Echium plantagineum, commonly known as Paterson's Curse or Salvation Jane, is an invasive plant species in Australia.

E. plantagineum is known for its rapid growth, high seed production, and ability to thrive in disturbed soils, making it a major invasive species in agricultural areas. It competes with pasture grasses and it can be toxic to grazing livestock.
Originally native to N.W. Africa, the Iberian Peninsula and Atlantic Western Europe, it was introduced to Australia in the 19th century, where it has since become a serious environmental and economical problem.

==Common names==
In Australia, the common names for E. plantagineum are Paterson's Curse and Salvation Jane. Other names for the plant include Blueweed, Lady Campbell weed, Riverina bluebell, Purple bugloss and Ucolta Curse.

===Paterson's Curse===

Mrs Paterson's Curse is the name most commonly used for this plant in Australia. The name traces back to the family whose property the weed escaped from in the late 1890s. Originally, the family's name was spelled 'Patterson', and the common name, 'Paterson's Curse', emerged from a simple spelling mistake that was perpetuated over time.

When the Patterson family relocated from South Yarra in 1869, Eliza Patterson, an avid gardener, acquired some plants from a garden along the way. These plants eventually became established on her property and on the adjoining reserve. Her daughter, however, later disputed this theory, stating that she had never seen the flower in her mother's garden. The homestead was situated about a mile southwest of the Cumberoona Stock Reserve, northeast of Albury, in New South Wales. After the Hume Reservoir was completed in 1936, the property was submerged under water.

In a letter to Joseph Maiden dated 15 March 1904, E.A. Hamilton of the Cumberoona estate, describes how plants from the property of a Mr. Paterson spread onto a stock route.

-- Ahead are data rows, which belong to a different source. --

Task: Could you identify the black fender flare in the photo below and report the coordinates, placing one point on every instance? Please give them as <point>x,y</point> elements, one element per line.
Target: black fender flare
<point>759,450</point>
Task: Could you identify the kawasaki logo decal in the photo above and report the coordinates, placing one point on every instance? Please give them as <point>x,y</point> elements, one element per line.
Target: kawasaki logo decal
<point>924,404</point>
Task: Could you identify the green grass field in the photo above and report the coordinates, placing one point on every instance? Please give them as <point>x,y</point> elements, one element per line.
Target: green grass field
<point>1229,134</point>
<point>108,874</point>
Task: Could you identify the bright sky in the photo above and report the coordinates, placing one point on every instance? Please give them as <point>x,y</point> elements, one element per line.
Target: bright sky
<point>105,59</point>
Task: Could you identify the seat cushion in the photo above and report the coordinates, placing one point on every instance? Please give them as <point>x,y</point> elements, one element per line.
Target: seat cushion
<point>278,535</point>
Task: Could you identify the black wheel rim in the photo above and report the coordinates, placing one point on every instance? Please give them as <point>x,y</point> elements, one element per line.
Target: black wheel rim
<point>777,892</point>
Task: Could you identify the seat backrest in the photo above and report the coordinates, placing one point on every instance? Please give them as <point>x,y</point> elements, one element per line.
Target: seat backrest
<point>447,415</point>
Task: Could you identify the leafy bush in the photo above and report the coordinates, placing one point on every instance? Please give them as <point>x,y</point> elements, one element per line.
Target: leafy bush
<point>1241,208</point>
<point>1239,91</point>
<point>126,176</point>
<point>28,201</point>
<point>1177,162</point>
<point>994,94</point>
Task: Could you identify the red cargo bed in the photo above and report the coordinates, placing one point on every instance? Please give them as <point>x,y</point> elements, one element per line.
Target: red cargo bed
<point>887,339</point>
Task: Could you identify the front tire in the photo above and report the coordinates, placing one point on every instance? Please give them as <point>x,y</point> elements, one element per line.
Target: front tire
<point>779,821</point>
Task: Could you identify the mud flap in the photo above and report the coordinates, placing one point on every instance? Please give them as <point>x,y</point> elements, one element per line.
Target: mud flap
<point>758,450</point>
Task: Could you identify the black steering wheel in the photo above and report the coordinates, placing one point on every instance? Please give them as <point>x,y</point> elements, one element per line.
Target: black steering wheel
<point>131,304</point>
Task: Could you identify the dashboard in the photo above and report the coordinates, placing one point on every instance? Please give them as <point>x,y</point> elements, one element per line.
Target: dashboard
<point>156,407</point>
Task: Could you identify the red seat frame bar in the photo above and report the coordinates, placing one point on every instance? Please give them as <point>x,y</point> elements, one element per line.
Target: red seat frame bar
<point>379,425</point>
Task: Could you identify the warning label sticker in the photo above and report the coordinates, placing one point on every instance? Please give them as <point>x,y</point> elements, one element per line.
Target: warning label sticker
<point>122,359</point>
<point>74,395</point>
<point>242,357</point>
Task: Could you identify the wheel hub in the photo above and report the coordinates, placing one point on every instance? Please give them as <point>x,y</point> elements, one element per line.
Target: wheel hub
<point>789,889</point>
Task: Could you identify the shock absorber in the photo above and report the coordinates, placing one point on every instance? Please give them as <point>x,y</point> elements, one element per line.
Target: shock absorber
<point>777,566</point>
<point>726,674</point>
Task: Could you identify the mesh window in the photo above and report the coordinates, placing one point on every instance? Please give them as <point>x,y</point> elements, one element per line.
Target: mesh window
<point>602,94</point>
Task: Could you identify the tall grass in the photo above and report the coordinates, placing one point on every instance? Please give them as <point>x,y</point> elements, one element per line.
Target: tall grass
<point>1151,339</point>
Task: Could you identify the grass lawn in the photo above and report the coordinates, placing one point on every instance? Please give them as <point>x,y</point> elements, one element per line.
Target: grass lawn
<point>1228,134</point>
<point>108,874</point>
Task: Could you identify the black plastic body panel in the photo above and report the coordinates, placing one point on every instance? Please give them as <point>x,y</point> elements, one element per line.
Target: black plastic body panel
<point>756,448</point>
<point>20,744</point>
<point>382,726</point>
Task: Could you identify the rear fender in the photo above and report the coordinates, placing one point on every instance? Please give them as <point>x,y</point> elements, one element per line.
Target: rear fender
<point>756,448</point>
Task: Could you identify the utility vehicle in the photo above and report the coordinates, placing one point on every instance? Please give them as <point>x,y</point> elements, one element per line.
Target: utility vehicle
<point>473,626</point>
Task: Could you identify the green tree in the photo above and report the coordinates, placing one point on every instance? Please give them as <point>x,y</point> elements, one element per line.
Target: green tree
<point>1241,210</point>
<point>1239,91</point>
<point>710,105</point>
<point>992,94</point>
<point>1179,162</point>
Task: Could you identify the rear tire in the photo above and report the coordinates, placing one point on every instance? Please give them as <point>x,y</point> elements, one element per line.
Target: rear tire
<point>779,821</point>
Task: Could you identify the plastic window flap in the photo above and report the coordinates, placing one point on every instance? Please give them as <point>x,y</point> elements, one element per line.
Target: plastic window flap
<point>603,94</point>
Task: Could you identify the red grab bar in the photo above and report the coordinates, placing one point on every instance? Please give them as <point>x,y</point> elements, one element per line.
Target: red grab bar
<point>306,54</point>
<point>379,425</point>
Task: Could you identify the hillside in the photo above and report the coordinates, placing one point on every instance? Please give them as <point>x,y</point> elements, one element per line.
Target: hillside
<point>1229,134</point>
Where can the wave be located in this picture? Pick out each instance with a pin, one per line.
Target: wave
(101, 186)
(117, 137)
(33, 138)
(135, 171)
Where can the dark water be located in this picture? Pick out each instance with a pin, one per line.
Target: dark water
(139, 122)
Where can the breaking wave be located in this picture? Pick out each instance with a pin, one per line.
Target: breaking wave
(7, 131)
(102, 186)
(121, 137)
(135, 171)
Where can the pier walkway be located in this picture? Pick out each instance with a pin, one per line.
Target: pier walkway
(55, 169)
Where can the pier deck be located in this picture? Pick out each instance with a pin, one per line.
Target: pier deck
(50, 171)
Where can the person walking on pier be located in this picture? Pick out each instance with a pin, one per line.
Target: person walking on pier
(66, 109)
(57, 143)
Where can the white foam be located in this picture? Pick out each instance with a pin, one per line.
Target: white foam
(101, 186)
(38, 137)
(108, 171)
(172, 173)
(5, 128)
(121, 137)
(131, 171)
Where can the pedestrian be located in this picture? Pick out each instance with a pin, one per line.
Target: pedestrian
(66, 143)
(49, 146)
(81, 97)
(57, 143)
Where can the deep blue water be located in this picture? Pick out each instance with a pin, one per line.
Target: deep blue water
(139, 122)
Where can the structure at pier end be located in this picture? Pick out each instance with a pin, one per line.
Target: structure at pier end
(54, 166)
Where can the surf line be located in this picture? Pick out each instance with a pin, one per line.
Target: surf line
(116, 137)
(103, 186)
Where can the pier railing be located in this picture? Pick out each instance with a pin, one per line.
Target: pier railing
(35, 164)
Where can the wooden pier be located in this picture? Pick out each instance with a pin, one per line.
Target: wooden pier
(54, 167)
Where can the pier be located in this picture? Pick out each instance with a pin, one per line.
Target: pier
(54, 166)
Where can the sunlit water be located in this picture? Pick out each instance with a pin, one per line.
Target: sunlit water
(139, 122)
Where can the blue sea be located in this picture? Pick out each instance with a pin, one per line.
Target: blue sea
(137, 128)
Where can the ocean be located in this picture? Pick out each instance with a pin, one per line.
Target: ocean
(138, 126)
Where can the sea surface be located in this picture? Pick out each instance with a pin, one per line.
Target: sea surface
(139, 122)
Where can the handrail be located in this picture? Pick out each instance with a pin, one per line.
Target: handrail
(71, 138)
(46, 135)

From there, the plant was carried into the Riverina, surrounding areas of Victoria, and eventually throughout southeastern Australia.

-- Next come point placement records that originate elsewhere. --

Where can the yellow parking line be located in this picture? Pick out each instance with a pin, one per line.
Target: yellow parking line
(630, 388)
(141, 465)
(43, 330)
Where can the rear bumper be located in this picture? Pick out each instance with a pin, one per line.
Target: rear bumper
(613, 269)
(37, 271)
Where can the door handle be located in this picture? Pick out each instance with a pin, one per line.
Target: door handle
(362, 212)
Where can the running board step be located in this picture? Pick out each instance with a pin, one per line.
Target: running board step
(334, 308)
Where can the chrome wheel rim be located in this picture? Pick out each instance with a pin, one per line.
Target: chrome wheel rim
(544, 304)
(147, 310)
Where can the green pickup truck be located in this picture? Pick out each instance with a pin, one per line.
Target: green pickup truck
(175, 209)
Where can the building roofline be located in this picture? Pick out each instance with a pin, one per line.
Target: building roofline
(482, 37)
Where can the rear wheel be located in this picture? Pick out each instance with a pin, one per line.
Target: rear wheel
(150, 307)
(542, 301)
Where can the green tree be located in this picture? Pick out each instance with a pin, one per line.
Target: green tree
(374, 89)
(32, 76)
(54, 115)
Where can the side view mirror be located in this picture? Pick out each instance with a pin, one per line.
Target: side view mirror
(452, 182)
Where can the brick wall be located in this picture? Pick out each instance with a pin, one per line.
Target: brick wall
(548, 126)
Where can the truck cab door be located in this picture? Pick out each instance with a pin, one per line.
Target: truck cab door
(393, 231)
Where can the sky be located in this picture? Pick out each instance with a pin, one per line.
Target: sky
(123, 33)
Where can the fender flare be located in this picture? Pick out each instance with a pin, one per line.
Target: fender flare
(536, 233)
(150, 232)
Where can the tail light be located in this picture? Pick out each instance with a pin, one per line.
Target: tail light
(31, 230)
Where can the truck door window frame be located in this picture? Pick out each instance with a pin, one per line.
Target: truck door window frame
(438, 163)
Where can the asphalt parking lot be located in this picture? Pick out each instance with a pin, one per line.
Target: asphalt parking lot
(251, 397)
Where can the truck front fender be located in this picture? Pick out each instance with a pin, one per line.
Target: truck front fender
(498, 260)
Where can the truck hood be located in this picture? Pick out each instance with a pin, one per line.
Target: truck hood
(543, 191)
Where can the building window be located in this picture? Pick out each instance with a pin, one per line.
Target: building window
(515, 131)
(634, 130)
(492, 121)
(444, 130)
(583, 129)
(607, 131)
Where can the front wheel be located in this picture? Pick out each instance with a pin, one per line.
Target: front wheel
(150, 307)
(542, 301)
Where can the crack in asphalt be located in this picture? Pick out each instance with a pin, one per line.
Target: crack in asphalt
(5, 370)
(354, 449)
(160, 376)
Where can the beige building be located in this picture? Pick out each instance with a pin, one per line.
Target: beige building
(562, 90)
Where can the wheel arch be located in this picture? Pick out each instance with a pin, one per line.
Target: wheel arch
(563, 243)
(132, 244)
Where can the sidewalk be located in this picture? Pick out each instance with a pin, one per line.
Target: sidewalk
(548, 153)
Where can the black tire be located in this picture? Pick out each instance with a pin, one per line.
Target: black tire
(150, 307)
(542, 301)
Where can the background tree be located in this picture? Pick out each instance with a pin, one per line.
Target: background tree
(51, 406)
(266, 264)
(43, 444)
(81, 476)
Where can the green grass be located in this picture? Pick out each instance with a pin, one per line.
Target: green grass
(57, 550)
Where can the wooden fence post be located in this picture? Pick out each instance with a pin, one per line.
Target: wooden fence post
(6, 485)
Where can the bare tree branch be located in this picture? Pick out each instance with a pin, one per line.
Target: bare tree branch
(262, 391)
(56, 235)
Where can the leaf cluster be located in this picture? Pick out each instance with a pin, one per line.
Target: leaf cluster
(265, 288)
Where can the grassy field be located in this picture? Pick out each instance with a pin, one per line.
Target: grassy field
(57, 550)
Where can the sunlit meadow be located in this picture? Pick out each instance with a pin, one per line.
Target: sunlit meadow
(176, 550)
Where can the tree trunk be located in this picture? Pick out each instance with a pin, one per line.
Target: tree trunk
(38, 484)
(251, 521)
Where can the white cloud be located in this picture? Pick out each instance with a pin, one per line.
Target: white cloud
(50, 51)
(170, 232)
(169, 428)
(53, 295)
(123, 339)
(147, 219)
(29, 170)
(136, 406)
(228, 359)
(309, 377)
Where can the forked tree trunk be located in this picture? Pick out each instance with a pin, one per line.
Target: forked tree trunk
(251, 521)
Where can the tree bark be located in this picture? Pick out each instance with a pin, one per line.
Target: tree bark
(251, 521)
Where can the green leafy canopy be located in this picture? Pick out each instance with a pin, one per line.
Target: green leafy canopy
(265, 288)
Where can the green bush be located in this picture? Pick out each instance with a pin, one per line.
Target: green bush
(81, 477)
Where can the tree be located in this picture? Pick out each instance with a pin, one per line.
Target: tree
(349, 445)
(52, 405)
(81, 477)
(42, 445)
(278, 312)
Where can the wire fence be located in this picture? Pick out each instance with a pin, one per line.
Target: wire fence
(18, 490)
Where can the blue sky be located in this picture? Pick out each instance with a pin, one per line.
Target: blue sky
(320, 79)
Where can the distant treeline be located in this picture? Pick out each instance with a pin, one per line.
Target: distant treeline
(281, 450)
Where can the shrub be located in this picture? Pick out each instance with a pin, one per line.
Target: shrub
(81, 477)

"This weed was introduced to this district by the people (Patersons), who lived in a small farm adjoining this estate, as a garden flower, about twenty-five years ago. It did not spread much at first, but grew out on a small hill near the house, gradually enlarging every year. However, about eight years ago it got through the fence on to a travelling stock reserve and into our paddocks. Then, as soon as the stock began to travel through it, it spread very quickly, and now it is all over the district, particularly on stock routes and reserves, being carried to these by the stock".

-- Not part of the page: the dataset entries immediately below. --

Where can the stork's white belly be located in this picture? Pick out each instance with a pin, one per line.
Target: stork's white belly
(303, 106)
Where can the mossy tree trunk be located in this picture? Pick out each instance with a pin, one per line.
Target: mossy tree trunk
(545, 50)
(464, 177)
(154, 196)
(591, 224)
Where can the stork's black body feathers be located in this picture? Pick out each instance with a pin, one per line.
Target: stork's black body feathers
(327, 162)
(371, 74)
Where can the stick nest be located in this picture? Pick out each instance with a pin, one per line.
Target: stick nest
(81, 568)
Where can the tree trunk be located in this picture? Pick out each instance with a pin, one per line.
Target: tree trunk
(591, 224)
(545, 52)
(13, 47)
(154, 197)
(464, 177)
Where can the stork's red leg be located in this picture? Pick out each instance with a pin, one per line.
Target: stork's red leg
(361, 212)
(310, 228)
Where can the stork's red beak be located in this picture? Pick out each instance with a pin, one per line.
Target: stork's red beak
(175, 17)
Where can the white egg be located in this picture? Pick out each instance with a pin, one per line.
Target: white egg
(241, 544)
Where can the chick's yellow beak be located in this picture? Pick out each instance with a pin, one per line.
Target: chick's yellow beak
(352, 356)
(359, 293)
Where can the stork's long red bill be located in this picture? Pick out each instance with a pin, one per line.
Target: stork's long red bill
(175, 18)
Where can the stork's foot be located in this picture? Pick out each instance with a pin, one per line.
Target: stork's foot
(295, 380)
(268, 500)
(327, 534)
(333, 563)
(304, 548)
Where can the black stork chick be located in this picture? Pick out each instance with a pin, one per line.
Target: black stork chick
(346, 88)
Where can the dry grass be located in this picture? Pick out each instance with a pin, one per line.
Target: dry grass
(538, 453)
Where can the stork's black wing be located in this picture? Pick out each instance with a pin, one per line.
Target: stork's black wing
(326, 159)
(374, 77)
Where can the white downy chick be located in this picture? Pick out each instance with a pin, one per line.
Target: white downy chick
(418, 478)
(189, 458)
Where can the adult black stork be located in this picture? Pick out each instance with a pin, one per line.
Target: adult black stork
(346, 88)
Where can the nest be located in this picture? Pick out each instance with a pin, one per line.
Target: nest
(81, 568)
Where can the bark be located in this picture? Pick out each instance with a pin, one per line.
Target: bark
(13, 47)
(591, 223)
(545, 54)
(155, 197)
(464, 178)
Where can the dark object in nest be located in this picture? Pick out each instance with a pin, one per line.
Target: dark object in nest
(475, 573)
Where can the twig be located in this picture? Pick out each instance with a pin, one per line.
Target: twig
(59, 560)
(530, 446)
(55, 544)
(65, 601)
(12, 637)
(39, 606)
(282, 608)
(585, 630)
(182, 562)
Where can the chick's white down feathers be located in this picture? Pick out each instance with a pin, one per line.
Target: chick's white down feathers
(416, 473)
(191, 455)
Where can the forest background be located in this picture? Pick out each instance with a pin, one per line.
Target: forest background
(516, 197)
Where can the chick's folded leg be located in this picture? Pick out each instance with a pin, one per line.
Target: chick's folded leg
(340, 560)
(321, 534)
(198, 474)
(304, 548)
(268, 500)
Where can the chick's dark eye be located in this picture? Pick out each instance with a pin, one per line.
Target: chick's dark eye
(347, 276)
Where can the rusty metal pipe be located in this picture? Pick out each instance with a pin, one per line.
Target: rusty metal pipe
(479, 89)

The letter suggests that Patterson's introduction of the plant occurred around 1880, with its spread beginning around 1896. By 1905, it was spreading around Albury and by 1916, it had been reported from the Upper Murray, Bourke, Nyngan, Wilcannia, Dubbo, Hay and Jingellic.

===Salvation Jane===

The name Salvation Jane is primarily used in South Australia, particularly in the northern agricultural regions of that state. The earliest recorded use was by John McConnell Black in 1907, who stated that the name was used in the northern parts of the state. In a speech to the Field Naturalists Society of South Australia, he says:
"It has been christened "Salvation Jane," because it bears some resemblance to the poke bonnet which is worn, or was worn, not long ago by the Salvation Army lasses".

An alternative explanation for the name is that the plant provided a 'salvation' for landholders in the semi-arid grazing lands of the mid-north of South Australia during drought years. However, this is likely a later interpretation rather than the original meaning.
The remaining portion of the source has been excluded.